Когда они вошли в студию, Дориан Грей сидел за пианино, спиной к ним, и перелистывал альбом с «Лесными картинками» Шумана.

– Вы должны мне дать эту вещицу на время, Бэзил, – произнес он, не оборачиваясь. – Мне хотелось бы ее разучить. Она совершенно очаровательна.

– Все зависит от того, как вы будете сегодня позировать, Дориан.

– Мне надоело позировать, и мне не нужен мой портрет в натуральную величину, – протянул капризно юноша, затем, повернувшись на сиденье, увидел лорда Генри и поспешно вскочил, порозовев от смущения. – Извините, Бэзил, я не знал, что вы не один.

– Знакомьтесь, Дориан, это лорд Генри Уоттон, мой старый приятель по Оксфорду. Я как раз говорил ему, насколько хорошо вы позируете, но вы своими словами все испортили.

– Зато не испортили мне удовольствия познакомиться с вами, мистер Грей, – сказал лорд Генри, подходя к Дориану и протягивая ему руку. – Я о вас много слышал от своей тетушки. Вы ее любимец, но в то же время, боюсь, и ее жертва.

– В данный момент я у леди Агаты в немилости, – отозвался Дориан с комичным выражением раскаяния на лице. – Я обещал съездить с ней в прошлый вторник на благотворительный концерт в один из клубов Уайтчепела[8]. Мы должны были играть в четыре руки, – кажется, целых три дуэта, – но у меня это совершенно вылетело из головы. Не знаю, что она мне теперь скажет при встрече. Даже боюсь показываться ей на глаза.

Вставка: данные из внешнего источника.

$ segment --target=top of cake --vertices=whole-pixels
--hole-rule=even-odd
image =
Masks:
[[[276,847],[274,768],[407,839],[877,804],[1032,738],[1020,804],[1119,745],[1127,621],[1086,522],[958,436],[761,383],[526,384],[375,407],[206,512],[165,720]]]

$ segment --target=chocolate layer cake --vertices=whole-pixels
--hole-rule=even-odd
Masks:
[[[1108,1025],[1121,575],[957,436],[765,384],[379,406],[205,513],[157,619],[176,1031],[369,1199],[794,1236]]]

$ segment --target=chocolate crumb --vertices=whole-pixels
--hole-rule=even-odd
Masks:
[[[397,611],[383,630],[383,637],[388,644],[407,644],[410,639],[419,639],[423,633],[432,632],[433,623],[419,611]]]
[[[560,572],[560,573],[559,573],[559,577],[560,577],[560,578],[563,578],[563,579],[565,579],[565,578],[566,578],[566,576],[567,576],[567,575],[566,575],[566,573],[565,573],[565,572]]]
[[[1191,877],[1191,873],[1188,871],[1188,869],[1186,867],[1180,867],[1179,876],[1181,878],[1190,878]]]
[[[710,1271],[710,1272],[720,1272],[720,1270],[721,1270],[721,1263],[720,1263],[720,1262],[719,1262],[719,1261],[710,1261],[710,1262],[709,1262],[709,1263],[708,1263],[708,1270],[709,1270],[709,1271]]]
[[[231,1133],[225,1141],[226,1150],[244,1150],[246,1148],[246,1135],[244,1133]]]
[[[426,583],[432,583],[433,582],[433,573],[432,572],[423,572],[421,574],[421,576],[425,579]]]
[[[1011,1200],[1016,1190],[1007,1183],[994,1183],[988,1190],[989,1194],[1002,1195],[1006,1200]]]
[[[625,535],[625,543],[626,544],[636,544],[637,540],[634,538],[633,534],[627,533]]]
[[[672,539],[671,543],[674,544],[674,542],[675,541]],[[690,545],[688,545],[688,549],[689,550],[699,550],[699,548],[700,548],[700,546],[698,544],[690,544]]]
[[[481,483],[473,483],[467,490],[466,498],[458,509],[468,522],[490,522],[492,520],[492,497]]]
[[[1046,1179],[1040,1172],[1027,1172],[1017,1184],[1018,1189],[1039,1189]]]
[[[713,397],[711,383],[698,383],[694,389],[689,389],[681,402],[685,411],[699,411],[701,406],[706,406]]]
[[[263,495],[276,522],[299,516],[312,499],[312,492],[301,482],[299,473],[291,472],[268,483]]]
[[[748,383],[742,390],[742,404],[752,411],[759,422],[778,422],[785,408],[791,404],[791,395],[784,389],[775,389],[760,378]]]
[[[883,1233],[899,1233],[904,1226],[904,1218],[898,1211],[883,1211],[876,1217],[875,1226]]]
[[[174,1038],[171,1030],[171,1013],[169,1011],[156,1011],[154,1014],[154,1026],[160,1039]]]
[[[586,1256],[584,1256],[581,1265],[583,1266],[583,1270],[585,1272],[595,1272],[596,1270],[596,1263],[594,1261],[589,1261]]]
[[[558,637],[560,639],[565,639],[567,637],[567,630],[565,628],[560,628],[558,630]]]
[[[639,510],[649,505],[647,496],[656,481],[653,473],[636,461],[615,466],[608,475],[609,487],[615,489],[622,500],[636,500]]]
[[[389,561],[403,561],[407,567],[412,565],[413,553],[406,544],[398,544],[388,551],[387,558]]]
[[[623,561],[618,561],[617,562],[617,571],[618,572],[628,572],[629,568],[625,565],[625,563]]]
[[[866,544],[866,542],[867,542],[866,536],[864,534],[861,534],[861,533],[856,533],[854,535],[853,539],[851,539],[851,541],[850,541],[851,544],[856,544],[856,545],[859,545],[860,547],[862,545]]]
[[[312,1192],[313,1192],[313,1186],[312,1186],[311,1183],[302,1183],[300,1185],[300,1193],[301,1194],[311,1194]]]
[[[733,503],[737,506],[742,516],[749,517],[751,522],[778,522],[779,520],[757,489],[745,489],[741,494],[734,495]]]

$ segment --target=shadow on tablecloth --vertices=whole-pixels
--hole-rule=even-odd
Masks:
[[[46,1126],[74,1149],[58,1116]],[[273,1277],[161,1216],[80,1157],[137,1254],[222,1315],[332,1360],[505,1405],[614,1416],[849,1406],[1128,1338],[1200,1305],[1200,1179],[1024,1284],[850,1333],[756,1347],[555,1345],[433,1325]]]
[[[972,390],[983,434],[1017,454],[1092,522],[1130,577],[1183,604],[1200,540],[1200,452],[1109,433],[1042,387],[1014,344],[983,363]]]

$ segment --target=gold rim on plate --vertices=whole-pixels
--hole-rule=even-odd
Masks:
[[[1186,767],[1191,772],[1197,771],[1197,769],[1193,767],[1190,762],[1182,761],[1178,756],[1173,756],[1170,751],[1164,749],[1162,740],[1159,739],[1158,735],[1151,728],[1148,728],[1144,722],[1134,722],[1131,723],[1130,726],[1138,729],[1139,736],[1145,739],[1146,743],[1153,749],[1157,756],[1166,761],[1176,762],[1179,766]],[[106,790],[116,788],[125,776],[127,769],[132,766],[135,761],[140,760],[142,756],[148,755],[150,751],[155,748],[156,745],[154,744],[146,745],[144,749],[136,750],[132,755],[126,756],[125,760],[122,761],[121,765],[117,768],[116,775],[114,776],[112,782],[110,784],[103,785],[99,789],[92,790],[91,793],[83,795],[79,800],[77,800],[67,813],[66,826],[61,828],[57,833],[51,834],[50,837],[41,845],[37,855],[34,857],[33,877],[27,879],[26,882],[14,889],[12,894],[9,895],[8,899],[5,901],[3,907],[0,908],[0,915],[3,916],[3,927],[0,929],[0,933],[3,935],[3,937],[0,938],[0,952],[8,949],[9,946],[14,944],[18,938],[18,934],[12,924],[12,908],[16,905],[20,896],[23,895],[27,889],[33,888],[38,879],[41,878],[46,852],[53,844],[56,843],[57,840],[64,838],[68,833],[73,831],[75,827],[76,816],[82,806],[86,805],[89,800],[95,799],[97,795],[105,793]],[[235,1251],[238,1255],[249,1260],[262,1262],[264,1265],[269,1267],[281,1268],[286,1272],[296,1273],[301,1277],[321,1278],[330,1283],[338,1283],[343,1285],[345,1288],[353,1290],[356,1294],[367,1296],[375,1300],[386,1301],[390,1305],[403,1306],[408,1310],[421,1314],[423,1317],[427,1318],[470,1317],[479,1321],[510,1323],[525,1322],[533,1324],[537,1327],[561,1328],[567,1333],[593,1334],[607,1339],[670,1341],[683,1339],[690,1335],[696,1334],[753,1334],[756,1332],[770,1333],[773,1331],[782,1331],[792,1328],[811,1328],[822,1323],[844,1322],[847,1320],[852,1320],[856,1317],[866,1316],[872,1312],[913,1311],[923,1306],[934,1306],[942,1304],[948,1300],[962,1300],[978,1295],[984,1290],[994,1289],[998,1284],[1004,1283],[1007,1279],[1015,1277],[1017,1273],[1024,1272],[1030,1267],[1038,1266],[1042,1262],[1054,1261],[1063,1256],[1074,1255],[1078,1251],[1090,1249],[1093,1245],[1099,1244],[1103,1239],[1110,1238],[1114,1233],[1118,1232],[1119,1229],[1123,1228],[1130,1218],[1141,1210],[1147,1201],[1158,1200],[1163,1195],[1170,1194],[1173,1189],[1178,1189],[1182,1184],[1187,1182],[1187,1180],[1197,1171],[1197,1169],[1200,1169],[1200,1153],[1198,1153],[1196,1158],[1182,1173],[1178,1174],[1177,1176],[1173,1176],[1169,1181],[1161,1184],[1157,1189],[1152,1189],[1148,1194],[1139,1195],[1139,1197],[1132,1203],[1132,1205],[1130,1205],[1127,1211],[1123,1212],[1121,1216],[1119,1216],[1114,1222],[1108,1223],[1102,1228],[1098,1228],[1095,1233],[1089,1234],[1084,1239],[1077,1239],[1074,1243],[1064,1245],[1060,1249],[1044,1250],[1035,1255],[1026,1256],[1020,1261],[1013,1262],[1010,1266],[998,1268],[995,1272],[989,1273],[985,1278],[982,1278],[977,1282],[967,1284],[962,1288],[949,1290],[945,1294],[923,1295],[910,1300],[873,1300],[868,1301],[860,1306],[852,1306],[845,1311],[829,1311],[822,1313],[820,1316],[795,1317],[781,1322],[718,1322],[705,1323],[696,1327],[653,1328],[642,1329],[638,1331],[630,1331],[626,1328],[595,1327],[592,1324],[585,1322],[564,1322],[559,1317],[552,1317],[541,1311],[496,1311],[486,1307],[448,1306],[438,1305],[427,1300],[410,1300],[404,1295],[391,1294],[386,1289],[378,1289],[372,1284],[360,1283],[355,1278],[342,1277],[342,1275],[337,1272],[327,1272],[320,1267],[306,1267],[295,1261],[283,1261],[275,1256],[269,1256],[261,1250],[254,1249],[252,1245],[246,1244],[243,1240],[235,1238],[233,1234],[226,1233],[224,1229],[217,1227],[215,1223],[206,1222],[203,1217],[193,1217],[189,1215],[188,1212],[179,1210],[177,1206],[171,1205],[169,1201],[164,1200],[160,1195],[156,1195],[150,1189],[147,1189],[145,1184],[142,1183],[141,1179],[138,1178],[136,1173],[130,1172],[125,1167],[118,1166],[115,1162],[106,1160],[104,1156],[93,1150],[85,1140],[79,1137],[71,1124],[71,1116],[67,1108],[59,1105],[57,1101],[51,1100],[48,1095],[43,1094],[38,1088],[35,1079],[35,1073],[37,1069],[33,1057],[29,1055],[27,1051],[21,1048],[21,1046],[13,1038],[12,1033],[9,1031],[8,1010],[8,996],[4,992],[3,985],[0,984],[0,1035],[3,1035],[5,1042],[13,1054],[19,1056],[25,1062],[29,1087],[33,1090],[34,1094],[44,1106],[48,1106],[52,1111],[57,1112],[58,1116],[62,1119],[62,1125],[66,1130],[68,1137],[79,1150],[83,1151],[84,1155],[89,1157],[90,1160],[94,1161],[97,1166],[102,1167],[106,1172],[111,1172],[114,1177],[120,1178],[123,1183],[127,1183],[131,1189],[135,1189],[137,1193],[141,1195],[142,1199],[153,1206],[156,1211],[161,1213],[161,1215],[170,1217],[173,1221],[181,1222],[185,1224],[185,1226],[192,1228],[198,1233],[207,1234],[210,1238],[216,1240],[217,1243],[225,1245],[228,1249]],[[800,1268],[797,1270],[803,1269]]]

– Пустяки, я вас помирю. Тетушка Агата вас очень любит. И то, что вас не было на концерте, не так уж и важно. Публика, скорее всего, и без того подумала, что был исполнен дуэт, – ведь когда тетя Агата садится за рояль, она поднимает столько шума, что с лихвой хватает на двоих.

– Ну, это несправедливо по отношению к ней, да и меня вы не пощадили, – сказал Дориан, рассмеявшись.

Лорд Генри не отрывал от Дориана взгляда. Да, этот юноша и в самом деле поразительно красив, думал он, любуясь его ясными голубыми глазами, золотистыми кудрями, изящным рисунком алых губ. В его лице было нечто такое, что сразу внушало доверие. В нем чувствовалась искренность и чистота юности, ее целомудренная пылкость. Было очевидно, что жизнь еще не запятнала этой молодой души. Ничего удивительного, что Бэзил Холлуорд боготворит Дориана.

– Разве позволительно такому человеку, как вы, заниматься благотворительной деятельностью? Нет, мистер Грей, вы для этого слишком очаровательны, – проговорил лорд Генри и, усевшись на диван, достал портсигар.

Художник тем временем приготовил кисти и принялся смешивать краски на палитре. Он хмурился и выглядел явно встревоженным, а когда услышал последние слова лорда Генри, обращенные к Дориану, бросил на него быстрый взгляд и после некоторого колебания произнес:

– Гарри, мне хотелось бы сегодня закончить портрет. Тебе не покажется слишком грубым с моей стороны, если я попрошу тебя уйти?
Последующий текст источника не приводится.